The two co-founders, Umar Afridi and Sid Viswanathan met over LinkedIn where Viswanathan cold-emailed Afridi. At the time, Afridi was working as a pharmacist filling prescriptions at a Fred Meyer near Seattle).

Initially, Truepill’s growth came from acting as the pharmacist to companies like Hims, Ro, Nurx, and other direct-to-consumer healthcare companies focused on serving the elective health needs of people who wanted hair loss treatments, erectile dysfunction medication, and birth control.

Image Credits: Truepill

As the company has grown, so have its ambitions. By the end of the year, Truepill expects to book up to $175 million in revenue, according to Viswanathan, and that revenue will come from a more evenly distributed mix of customers among direct to consumer companies, insurance companies, and healthcare providers.

“Everything we do is white labeled from our pharmacy to the lab testing component. You can go to teladoc and use that service. What we like to think early. 80 percent of healthcare is going to happen on a digital channel.. We’re in a perfect position to build the platform company in that space,” Viswanathan said. 

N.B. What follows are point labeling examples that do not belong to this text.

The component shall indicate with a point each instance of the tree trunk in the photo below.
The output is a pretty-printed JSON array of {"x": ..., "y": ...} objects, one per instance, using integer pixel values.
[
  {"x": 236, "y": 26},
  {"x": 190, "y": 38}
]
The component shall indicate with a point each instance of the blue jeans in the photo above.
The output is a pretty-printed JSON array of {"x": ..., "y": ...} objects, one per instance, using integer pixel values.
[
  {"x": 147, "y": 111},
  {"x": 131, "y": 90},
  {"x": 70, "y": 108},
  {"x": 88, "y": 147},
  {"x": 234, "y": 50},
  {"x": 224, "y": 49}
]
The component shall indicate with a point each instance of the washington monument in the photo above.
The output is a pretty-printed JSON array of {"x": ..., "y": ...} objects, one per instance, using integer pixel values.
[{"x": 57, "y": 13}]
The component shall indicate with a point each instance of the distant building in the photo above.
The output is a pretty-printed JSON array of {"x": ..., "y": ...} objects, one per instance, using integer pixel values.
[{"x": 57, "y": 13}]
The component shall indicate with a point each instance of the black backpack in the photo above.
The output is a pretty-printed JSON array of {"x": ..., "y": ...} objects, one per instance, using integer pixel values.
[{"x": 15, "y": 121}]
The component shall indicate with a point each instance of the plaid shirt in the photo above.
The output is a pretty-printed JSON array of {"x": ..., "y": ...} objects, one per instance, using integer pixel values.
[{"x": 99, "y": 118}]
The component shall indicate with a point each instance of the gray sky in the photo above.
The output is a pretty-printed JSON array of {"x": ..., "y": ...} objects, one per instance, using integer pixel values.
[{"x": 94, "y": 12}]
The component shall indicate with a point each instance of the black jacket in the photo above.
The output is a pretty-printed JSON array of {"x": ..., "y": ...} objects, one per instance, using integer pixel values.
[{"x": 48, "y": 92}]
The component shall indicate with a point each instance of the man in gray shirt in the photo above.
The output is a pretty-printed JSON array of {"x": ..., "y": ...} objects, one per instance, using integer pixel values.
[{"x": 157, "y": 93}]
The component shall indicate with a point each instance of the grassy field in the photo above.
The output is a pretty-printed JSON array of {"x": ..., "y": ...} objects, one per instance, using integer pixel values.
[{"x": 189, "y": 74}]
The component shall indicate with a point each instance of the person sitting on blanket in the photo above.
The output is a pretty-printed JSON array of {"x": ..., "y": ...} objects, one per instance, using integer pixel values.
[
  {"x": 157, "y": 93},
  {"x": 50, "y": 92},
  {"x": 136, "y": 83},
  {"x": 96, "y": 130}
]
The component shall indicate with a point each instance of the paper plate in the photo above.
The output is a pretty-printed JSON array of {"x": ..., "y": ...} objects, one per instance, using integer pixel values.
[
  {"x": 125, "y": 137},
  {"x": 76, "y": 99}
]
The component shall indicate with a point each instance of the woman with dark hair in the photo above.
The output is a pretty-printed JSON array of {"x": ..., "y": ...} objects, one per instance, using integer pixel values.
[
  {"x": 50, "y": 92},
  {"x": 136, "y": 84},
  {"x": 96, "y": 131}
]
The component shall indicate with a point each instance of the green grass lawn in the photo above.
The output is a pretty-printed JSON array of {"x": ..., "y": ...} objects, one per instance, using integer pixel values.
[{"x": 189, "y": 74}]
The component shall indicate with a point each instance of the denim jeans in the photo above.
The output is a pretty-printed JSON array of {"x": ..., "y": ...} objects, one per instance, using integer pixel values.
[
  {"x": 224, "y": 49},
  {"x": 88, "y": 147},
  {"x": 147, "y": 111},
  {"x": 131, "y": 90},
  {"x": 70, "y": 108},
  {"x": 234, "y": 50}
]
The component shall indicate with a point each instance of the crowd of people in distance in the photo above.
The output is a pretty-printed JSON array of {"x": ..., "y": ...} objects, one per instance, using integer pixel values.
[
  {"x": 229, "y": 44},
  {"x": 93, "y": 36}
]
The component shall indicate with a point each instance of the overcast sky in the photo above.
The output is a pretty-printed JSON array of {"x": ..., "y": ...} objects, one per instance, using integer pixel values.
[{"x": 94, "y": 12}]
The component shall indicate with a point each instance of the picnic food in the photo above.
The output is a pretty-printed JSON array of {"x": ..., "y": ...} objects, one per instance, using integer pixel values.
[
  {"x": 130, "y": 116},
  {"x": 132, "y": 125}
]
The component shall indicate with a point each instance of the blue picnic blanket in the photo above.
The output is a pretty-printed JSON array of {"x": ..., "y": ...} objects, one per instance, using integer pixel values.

At-home testing is a critical component of that platform. Expected to launch before the end of the year, Truepill is working with lab testing providers to offer hundreds of at-home tests. The company said it will focus on tests to manage chronic conditions like diabetes, heart disease, chronic kidney disease. Incidentally these are areas which have attracted a lot of interest from investors who are backing companies that provide direct to consumer or digital therapeutic solutions to treat or help address these conditions.

“To create a comprehensive, effective digital healthcare experience, there are three essential pillars: pharmacy with extensive insurance coverage, at-home lab testing and telehealth,” said Viswanathan, in a statement. “By adding diagnostics to our suite of solutions, we’ll be able to deliver direct-to-patient healthcare at scale through one platform – Truepill. We envision a future where 80% of healthcare is digital. With diagnostics, telehealth and pharmacy built on our foundation of API-connected infrastructure, Truepill will power that reality.”